Il culto dell’acqua in Sardegna e l’orientamento dei pozzi sacri nascondono una storia ancora da scrivere. Nuove interessanti prospettive sul tema sono emerse dal XII convegno internazionale di Archeoastronomia in Sardegna “La misura del tempo”, organizzato a Sassari dalla SAT – Società Astronomica Turritana e dal Circolo culturale Aristeo e ospitato sabato 16 dicembre nella sala conferenze della Fondazione di Sardegna.
L’evento, realizzato col patrocinio e il sostegno della Regione Sardegna e della Fondazione di Sardegna, il patrocinio del Comune di Sassari e dell’Università turritana, ha raccolto esperti, archeologi, antropologi, architetti che hanno condotto un lungo viaggio dall’Isola alla Campania, dall’Egitto alla Croazia e alla Grecia, alla ricerca dei legami tra gli antichi edifici e il disegno della volta celeste.
Di grande prospettiva è uno studio in corso proprio in Sardegna, come ha spiegato Michele Forteleoni della SAT insieme a Simonetta Castia del Circolo Aristeo: l’orientamento del pozzo sacro di Irru, nei pressi di Nulvi, sembra legato al ciclo solare così come quello di Predio Canopoli a Perfugas che presenta, inoltre, una conformazione per cui il sole tramonta per circa 120 giorni illuminando la sommità della scala di accesso.
L’affascinante ipotesi suggerisce che gli antichi sardi seguissero, quindi, un canone predeterminato di costruzione dei loro pozzi sacri, già riscontrato in studi che prendono in esame diversi templi. La correlazione tra orientamento degli edifici e schemi celesti, in particolare rispetto alle stelle inerranti, è stata riscontrata in particolare nei monumenti dei siti di S’arcu ‘e is forros a Villagrande Strisaili, Serra Orrios a Dorgali, Paule s’Ittiri a Torralba, Oes a Giave: qual era il motivo di costruire i templi secondo una direzione ben precisa? E quali erano le stelle di riferimento dei nuragici? Tutte le ipotesi vanno vagliate e studiate, è stato detto, senza la pretesa di fornire certezze ma per aumentare la conoscenza di una cultura che conosciamo ancora molto poco.
Quello che è certo, come ha rilevato nel suo intervento l’architetto Serena Noemi Cappai, è che i pozzi sacri sono monumenti i cui costruttori hanno saputo coniugare ordine, eleganza matematica, equilibrio. Gli edifici di mille anni prima di Cristo, ha spiegato, denotano una profonda comprensione e un sapiente utilizzo dei sistemi costruttivi di grande armonia, strutture di altissimo design.

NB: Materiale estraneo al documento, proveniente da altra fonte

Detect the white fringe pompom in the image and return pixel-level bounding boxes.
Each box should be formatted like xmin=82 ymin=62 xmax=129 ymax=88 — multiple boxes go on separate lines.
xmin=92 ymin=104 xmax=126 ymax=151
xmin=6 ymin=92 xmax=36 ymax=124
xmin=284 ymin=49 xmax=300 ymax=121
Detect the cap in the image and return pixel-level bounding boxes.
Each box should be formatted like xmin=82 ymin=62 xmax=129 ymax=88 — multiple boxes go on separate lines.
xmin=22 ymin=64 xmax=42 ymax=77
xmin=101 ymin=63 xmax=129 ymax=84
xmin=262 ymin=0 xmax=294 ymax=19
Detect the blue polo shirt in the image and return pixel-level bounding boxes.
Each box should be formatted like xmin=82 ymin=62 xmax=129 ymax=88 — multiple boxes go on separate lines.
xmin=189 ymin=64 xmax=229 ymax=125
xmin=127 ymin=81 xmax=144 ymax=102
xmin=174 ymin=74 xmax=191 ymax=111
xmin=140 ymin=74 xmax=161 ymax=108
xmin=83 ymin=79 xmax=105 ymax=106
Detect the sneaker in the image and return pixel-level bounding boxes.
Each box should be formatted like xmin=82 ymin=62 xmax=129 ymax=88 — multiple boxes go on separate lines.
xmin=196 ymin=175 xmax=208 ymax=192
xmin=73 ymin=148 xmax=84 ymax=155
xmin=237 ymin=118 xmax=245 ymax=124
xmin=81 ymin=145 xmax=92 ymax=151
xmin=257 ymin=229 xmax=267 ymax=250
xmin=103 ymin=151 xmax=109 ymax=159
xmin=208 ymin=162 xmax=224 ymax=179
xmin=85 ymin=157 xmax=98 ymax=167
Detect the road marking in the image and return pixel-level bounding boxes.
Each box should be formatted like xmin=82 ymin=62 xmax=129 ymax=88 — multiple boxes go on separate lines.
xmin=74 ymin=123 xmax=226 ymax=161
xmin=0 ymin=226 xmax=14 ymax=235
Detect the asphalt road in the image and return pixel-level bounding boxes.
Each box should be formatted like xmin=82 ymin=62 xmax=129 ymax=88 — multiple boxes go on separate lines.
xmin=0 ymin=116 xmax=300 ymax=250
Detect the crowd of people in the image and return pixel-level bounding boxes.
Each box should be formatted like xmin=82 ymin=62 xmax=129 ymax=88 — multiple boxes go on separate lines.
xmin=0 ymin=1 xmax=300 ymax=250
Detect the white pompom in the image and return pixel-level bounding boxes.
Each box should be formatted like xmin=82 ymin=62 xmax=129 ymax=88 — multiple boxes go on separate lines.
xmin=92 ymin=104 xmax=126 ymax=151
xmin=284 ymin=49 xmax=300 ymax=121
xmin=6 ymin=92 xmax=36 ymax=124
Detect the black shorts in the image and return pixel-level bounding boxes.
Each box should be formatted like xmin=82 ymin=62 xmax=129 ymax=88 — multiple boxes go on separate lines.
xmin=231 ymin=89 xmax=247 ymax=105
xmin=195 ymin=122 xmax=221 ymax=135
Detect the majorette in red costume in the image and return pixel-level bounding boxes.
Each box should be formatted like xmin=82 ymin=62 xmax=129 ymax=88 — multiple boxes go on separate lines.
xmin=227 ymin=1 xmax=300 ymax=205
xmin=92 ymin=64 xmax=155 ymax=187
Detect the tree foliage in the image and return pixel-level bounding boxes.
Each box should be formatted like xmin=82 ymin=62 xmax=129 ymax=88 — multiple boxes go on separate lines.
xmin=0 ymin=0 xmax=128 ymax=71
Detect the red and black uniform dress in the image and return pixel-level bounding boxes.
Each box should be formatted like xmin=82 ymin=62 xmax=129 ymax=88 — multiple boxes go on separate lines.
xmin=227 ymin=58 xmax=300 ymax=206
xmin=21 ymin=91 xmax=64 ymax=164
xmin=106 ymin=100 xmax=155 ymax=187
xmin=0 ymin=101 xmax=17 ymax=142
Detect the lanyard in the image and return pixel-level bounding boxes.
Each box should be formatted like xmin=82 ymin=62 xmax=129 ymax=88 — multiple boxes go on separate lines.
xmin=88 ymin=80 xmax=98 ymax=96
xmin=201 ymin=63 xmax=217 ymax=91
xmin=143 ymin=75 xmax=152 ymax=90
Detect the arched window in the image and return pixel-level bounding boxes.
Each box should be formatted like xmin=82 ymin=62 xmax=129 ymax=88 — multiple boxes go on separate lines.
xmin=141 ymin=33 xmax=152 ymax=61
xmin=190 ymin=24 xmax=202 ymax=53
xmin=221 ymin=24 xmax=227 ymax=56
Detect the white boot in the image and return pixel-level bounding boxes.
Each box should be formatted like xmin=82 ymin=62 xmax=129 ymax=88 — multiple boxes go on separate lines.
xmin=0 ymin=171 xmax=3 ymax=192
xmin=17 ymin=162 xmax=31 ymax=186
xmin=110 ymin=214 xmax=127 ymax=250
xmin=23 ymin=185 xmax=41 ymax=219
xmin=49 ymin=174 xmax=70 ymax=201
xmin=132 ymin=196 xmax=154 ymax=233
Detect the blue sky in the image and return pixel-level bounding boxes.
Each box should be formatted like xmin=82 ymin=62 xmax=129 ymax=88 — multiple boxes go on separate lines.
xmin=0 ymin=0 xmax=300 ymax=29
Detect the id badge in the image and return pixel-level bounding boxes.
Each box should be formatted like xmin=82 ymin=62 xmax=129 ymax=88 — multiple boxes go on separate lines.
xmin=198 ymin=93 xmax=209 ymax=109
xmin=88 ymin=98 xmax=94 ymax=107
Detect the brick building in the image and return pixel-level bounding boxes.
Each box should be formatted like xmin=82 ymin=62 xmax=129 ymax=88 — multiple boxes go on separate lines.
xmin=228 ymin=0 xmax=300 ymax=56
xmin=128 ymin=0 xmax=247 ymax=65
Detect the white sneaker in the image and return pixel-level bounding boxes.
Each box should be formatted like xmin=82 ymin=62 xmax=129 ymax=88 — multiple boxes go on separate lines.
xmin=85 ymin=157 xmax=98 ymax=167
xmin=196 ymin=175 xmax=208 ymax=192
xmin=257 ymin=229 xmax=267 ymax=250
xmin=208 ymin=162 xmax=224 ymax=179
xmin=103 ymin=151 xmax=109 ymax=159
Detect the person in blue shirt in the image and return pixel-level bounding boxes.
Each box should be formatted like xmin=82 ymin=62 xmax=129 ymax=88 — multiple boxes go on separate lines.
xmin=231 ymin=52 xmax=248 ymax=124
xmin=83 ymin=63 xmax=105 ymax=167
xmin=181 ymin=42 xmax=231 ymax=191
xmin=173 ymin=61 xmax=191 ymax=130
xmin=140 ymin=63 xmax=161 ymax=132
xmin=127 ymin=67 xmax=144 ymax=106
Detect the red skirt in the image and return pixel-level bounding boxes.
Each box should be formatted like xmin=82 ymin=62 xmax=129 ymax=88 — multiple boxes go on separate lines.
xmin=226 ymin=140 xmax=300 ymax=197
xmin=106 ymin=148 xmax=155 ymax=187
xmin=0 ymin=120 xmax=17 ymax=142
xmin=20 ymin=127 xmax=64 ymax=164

Se il passato è ancora da indagare, il futuro del nostro ecosistema rischia di essere una pericolosa certezza, come ha spiegato Simonetta Bagella dell’Università di Sassari. Riprendendo un articolo pubblicato sulla prestigiosa rivista British Ecological Society, la docente ha spiegato come dalla mappatura di oltre cinquemila nuraghi si noti che i sardi si insediavano in luoghi favorevoli, con particolare presenza di boschi di sughera e roverella che venivano sapientemente sfruttati, insieme alle altre risorse naturali, nel rispetto dell’ambiente.
Il nostro paesaggio, però, potrebbe cambiare presto: da un lato sempre meno persone vivono di pastorizia e si tende a sfruttare il suolo in maniera intensiva, impedendo la rigenerazione delle piante, dall’altro si abbandonano intere aree che la natura si riprenderà, cancellando il panorama culturale e sociale tipico della Sardegna.
Moderato la mattina dal giornalista Pier Giorgio Pinna e nel pomeriggio da Elio Antonello dell’Osservatorio economico di Brera, il convegno è stato aperto proprio da Antonello che è intervenuto sui “parapegma”, i calendari della Grecia classica, uno diverso per ogni regione, basati sui dati stellari. Andando ancora più indietro nel tempo, è suggestivo scoprire che uno dei manufatti più celebri del pianeta, la Sfinge – ha detto Paolo Colona dell’Accademia delle stelle di Roma – sia stata costruita esattamente lungo il trentesimo parallelo, a distanza di un terzo dall’equatore e a due terzi dai poli, come se gli antichi egizi avessero profonde conoscenze astronomiche e architettoniche.